Dans le monde du vélo, il possède presque le don d’ubiquité. Présents sur tous les terrains et dans tous les domaines, il s’est forgé un CV digne des plus grandes légendes de ce sport. José Miguel Echavarri, directeur sportif de Miguel Indurain, déclarait même à son égard « Il a évolué d’un rôle de sprinteur à un rôle de bon grimpeur, et voilà qu’il s’est transformé en bon rouleur. Je ne sais pas si cela suffira [pour gagner le Tour], mais c’est admirable ». D’abord terreur des emballages finaux, il est devenu caïd des classiques ardennaises, avant de muer en un cador des classements généraux, de finir sa carrière comme ténor des baroudeurs, puis d’en entamer une autre de monstre des Ironmans, ces épreuves herculéennes cumulant des kilomètres de natation, de vélo et de course à pied. Pourtant, si nous traitons son sujet un dimanche, c’est pour mettre en lumière son rôle de consultant pour France Télévision, l’amenant notamment chaque été à commenter durant trois semaines les exploits des coureurs du Tour de France, qu’il alimentait par ses prouesses auparavant. Une façon de boucler la (grande) boucle pour celui qui aurait tout fait et (presque) tout gagné durant sa vie. J’ai nommé Laurent Jalabert.

 

Son Parcours :

Il nous faudrait écrire un roman pour pouvoir décrire et raconter la carrière de « Jaja » de manière exhaustive. Nous allons donc employer la méthode de la facilité et choisir de faire parler les chiffres pour souligner l’immensité de son talent et la grandeur de son palmarès. Car en effet, Laurent Jalabert, c’est tout de même 4 classements UCI, un titre de champion du monde de contre-la-montre, un titre de champion de France, un Tour d’Espagne, 10 classements annexes et 25 étapes de Grands Tours, 6 classiques dont 2 monuments, et surtout la compte absolument ahurissant de 140 victoires professionnelles. Parmi les coureurs cyclistes encore en activité aujourd’hui, seul Mark Cavendish peut se vanter d’avoir levé les bras plus de fois (146 victoires.). Mais personne ne peut se targuer d’avoir une armoire à trophées aussi complète.

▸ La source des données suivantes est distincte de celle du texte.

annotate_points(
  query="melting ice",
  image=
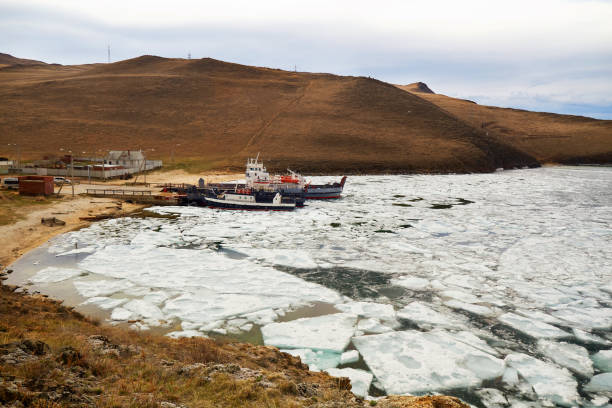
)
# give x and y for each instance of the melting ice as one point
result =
(496, 287)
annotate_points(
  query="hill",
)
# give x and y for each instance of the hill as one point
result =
(212, 114)
(7, 60)
(548, 137)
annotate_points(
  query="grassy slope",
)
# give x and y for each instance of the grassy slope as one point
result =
(220, 113)
(549, 137)
(135, 369)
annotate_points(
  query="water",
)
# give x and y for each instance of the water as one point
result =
(443, 283)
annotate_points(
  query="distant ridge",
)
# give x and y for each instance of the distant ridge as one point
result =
(209, 114)
(9, 60)
(420, 87)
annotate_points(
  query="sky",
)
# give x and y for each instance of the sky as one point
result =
(542, 55)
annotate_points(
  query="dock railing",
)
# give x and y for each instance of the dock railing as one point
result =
(100, 191)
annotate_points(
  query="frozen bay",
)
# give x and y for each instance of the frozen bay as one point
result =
(483, 267)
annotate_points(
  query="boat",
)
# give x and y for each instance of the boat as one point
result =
(247, 199)
(291, 184)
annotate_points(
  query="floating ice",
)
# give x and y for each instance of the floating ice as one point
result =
(568, 355)
(329, 332)
(360, 380)
(548, 381)
(348, 357)
(589, 338)
(492, 398)
(121, 314)
(603, 360)
(284, 257)
(104, 302)
(588, 318)
(461, 296)
(470, 307)
(417, 362)
(412, 283)
(532, 328)
(424, 316)
(213, 286)
(317, 360)
(373, 326)
(510, 377)
(144, 309)
(369, 310)
(53, 275)
(86, 250)
(535, 241)
(185, 333)
(101, 287)
(600, 383)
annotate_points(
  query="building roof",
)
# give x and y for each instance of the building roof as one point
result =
(125, 155)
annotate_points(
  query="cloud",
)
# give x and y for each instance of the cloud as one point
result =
(545, 54)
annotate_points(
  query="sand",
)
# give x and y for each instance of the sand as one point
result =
(28, 233)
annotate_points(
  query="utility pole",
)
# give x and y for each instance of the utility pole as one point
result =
(72, 172)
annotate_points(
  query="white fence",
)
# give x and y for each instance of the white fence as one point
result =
(90, 172)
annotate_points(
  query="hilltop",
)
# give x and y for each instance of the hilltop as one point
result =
(548, 137)
(209, 114)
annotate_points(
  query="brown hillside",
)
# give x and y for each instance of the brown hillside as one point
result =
(218, 113)
(549, 137)
(420, 87)
(7, 60)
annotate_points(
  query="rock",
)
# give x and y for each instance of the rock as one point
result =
(420, 402)
(103, 345)
(307, 390)
(69, 355)
(19, 352)
(600, 383)
(188, 370)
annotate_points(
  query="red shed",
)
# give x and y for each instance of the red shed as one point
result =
(36, 185)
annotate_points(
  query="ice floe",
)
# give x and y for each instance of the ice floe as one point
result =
(424, 316)
(53, 275)
(185, 333)
(548, 381)
(570, 356)
(360, 380)
(351, 356)
(470, 307)
(603, 360)
(600, 383)
(532, 246)
(418, 362)
(104, 302)
(330, 332)
(532, 328)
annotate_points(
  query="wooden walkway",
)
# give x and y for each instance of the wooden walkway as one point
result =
(136, 196)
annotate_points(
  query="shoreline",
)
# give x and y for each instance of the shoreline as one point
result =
(20, 237)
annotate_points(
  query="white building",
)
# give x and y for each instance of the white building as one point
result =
(130, 159)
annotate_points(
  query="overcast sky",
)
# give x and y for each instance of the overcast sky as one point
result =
(545, 55)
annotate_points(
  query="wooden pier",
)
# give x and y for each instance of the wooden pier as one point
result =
(136, 196)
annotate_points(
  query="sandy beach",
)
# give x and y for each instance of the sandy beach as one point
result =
(18, 238)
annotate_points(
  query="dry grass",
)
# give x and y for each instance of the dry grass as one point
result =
(144, 378)
(208, 114)
(548, 137)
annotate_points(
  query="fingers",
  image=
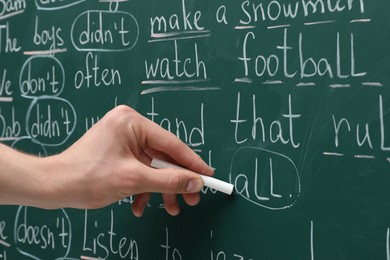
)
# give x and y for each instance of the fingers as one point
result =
(171, 181)
(139, 204)
(164, 141)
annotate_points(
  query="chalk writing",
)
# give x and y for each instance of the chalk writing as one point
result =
(287, 100)
(261, 181)
(104, 31)
(52, 235)
(35, 82)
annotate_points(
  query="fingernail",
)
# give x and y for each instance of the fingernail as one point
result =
(194, 185)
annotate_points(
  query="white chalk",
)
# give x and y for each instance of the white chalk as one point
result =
(210, 182)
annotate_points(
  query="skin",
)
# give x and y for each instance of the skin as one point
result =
(109, 162)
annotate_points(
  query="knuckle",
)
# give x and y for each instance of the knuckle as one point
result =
(176, 183)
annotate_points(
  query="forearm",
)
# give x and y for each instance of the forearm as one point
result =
(24, 179)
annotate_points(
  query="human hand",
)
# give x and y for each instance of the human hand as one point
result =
(112, 161)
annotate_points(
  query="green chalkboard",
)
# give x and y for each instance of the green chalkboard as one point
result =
(287, 100)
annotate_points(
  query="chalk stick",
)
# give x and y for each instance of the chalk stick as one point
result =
(210, 182)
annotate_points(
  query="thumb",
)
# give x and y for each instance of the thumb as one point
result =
(173, 181)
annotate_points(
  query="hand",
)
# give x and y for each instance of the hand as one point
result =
(112, 161)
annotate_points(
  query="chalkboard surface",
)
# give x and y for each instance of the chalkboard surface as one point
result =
(287, 100)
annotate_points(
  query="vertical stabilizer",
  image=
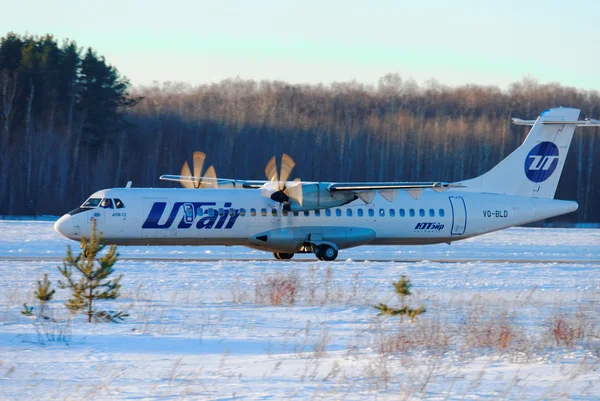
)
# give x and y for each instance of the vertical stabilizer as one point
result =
(534, 168)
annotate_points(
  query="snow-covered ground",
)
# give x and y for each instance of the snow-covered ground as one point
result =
(510, 315)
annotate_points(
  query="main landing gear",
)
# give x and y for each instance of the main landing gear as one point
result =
(325, 252)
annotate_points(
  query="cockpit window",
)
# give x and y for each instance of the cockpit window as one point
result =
(106, 203)
(92, 202)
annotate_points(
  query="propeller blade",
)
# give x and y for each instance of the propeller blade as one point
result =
(287, 164)
(185, 171)
(198, 164)
(271, 170)
(210, 179)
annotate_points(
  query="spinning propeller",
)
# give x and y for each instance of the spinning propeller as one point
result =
(187, 180)
(279, 188)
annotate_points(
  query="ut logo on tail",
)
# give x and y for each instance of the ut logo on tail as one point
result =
(541, 161)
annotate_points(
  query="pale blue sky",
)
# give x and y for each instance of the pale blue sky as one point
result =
(455, 42)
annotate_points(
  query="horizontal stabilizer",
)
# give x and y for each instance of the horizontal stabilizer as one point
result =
(589, 122)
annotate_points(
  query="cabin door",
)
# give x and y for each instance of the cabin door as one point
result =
(459, 215)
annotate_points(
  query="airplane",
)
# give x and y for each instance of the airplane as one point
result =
(288, 217)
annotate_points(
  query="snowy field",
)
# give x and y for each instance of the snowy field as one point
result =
(510, 315)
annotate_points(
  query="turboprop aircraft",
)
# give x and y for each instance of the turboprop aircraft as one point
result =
(288, 217)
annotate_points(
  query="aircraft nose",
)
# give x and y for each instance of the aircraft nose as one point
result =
(64, 226)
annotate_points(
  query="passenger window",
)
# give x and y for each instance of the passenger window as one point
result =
(106, 203)
(92, 202)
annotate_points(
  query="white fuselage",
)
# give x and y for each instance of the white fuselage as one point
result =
(183, 217)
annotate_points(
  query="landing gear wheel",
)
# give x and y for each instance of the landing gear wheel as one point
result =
(282, 255)
(326, 252)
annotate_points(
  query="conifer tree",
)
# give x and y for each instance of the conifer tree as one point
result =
(402, 288)
(94, 283)
(43, 294)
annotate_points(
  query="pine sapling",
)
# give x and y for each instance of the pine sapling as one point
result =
(402, 289)
(43, 294)
(94, 283)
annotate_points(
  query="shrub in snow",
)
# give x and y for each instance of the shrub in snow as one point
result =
(43, 294)
(402, 289)
(93, 283)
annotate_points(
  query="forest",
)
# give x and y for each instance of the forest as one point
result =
(71, 124)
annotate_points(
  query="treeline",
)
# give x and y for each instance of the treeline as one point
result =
(61, 143)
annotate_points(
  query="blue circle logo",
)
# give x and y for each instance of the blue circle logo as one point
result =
(541, 161)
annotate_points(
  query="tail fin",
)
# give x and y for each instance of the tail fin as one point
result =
(534, 168)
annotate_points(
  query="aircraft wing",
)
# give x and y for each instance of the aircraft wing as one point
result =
(220, 182)
(379, 186)
(590, 122)
(389, 190)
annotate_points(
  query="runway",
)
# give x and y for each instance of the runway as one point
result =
(306, 259)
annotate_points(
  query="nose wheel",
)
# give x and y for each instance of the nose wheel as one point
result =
(326, 252)
(283, 256)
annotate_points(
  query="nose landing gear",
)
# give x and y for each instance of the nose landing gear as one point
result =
(326, 252)
(283, 255)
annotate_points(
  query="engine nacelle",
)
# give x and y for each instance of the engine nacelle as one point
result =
(317, 196)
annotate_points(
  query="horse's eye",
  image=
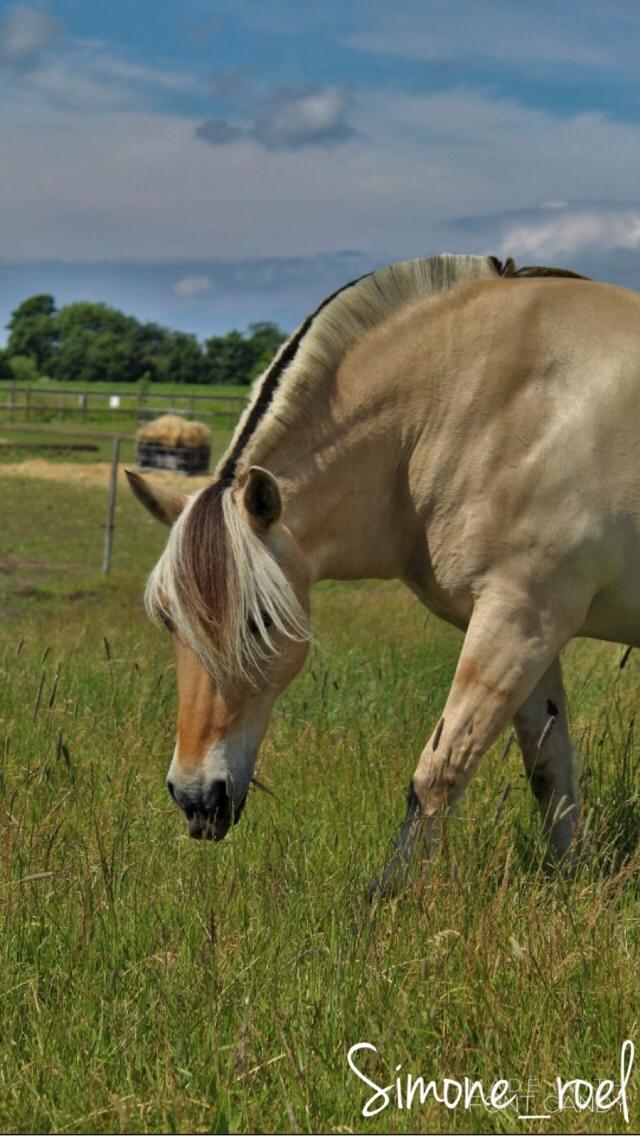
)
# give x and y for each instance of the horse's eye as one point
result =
(267, 621)
(167, 621)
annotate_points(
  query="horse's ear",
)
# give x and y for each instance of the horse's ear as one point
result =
(262, 498)
(164, 504)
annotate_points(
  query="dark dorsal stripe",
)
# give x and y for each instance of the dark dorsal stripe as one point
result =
(271, 383)
(273, 376)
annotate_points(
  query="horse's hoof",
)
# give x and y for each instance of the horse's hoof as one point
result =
(387, 886)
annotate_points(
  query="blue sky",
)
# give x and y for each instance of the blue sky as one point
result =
(209, 164)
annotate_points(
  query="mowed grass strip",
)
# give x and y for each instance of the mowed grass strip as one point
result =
(152, 983)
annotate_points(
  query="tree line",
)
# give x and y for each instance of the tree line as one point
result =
(91, 342)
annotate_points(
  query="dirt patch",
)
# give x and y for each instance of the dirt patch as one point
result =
(21, 564)
(94, 474)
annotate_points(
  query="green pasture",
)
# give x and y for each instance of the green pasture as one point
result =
(64, 442)
(151, 983)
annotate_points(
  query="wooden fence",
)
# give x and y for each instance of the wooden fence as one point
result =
(35, 403)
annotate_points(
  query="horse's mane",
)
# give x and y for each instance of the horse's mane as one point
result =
(216, 581)
(317, 347)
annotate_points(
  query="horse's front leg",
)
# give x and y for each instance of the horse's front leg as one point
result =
(542, 731)
(508, 648)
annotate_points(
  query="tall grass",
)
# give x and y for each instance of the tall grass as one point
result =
(155, 983)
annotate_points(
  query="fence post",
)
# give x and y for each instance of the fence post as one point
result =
(111, 510)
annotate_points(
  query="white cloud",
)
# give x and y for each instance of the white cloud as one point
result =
(294, 118)
(24, 33)
(96, 173)
(572, 233)
(291, 118)
(192, 285)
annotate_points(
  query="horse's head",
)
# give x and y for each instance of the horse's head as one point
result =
(232, 587)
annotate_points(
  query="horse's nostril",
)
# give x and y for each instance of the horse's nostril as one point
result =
(216, 796)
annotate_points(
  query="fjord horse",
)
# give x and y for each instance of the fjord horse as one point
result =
(466, 427)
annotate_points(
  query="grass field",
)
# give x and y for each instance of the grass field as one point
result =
(154, 983)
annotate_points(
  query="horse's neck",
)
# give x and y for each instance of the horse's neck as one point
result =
(345, 485)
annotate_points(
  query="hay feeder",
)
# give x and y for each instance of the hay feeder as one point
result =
(171, 442)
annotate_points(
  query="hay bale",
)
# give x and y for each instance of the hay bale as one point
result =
(173, 431)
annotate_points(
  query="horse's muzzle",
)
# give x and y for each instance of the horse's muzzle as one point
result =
(209, 810)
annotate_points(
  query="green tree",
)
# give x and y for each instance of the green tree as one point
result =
(264, 339)
(23, 368)
(33, 331)
(6, 372)
(229, 358)
(182, 360)
(97, 343)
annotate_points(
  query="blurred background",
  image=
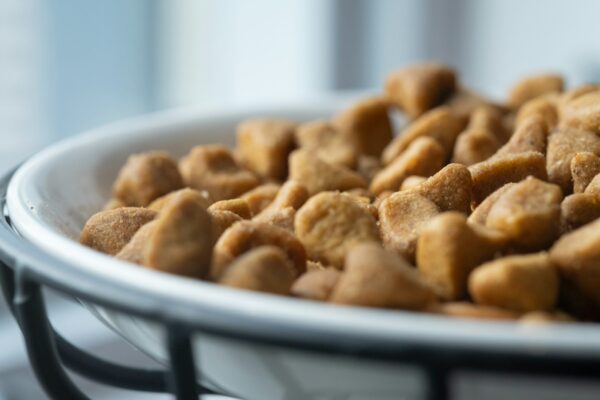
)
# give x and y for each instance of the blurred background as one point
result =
(70, 65)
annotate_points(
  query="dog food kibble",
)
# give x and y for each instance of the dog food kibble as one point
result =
(245, 235)
(423, 157)
(328, 142)
(316, 284)
(213, 168)
(145, 177)
(109, 231)
(261, 196)
(579, 209)
(264, 145)
(401, 217)
(367, 125)
(583, 112)
(236, 206)
(180, 240)
(445, 259)
(330, 224)
(373, 277)
(584, 167)
(439, 124)
(472, 209)
(317, 175)
(563, 145)
(518, 283)
(418, 88)
(534, 86)
(528, 213)
(493, 173)
(263, 269)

Cependant, ces froides considérations statistiques ne peuvent pas à elles seules résumer le coureur que Laurent Jalabert était, ni le personnage qu’il incarnait. Quelque part, le natif de Mazamet était cet homme qui ne s’était jamais laissé enfermer dans la lassitude de la gloire, dans la facilité du triomphe. A chaque fois qu’il parvenait au sommet de sa spécialité, qu’il réussissait à terrasser ses concurrents dans son domaine, il devait se lancer un nouveau défi. La sagesse allant avec l’appétit de découvrir d’autres terrains, c’est ainsi qu’il abandonna progressivement le monde périlleux du sprint en 1994, après une grave chute à Armentières sur le Tour de France 1994. C’est-à-dire qu’il y avait déjà tout gagné, en revêtant notamment en 1992 le maillot vert, graal de tout membre de cette caste des fous de la dernière ligne droite. C’est ainsi de cette même manière qu’il remporta Milan – San-Remo en 1995, avant de jeter son dévolu sur le classement général de la Vuelta, qu’il dévora tel un ogre, en s’accaparant au passage pas moins de 5 étapes. La suite de sa carrière connu le même succès sur les courses par étape d’une semaine, devenues ses proies privilégiées.Laurent Jalabert, vainqueur aérien de la Vuelta 1995Laurent Jalabert, vainqueur aérien de la Vuelta 1995 | © Francetvinfo.fr

Finalement, quand on jette un regard rétrospectif sur la globalité de la carrière du « panda », seul le Tour de France lui aura résisté. Comme de nombreux coureurs avant et après lui, Laurent Jalabert aura trouvé ses limites sur l’épreuve mythique du sport cycliste, poussant les organismes jusque dans leurs retranchements pour n’en retirer que la fine élite. L’histoire sentimentale qu’il a entretenu avec la Grande Boucle lui aura réservé bien des contrariétés, bien des désarrois, bien des souffrances, en cumulant chutes, scandales et désillusions. Le Tour aura été cette bête effroyable qu’il n’a jamais réussi à dompter, lui refusant l’accès aux cimes des monts du cyclisme. Pourtant, cette histoire entre ces deux légendes du sport français aura connu une formidable happy end, digne des meilleurs films hollywoodiens, avec une forme de baroud d’honneur pour ses deux dernières participations en 2001 et 2002, montant systématiquement sur le podium de l’avenue des Champs-Elysées pour y revêtir les populaires pois rouges du meilleur grimpeur. Son dernier moment de gloire cycliste avant de s’orienter vers de nouveaux horizons, le bagage bien rempli de souvenirs et de couronnes.

 

Son statut aujourd’hui :

Toutefois, Laurent Jalabert n’a pas seulement fait le cyclisme français. Il le façonne encore par la qualité de ses analyses, par la précision de ses commentaires et par la richesse de son expérience, qu’il distribue à l’antenne de France Télévision et de RTL environ 50 jours par an, du Tour de France aux Championnats du Monde en passant par Liège-Bastogne-Liège, autant de courses sur lesquelles il a brillé sans jamais les remporter. D’abord consultant sur la moto, avant de rejoindre la cabine de commentateurs à la suite du décès du regretté Laurent Fignon, Laurent Jalabert a réussi à continuer à faire partie du paysage de juillet pour nombre de français, en faisant vivre la course à des millions de téléspectateurs. Un peu plus enjoué que son prédécesseur à son poste, « Jaja » marque toutefois par son sérieux, ce qui souligne son sérieux professionnel, même si on pourrait parfois lui reprocher ce manque de légèreté.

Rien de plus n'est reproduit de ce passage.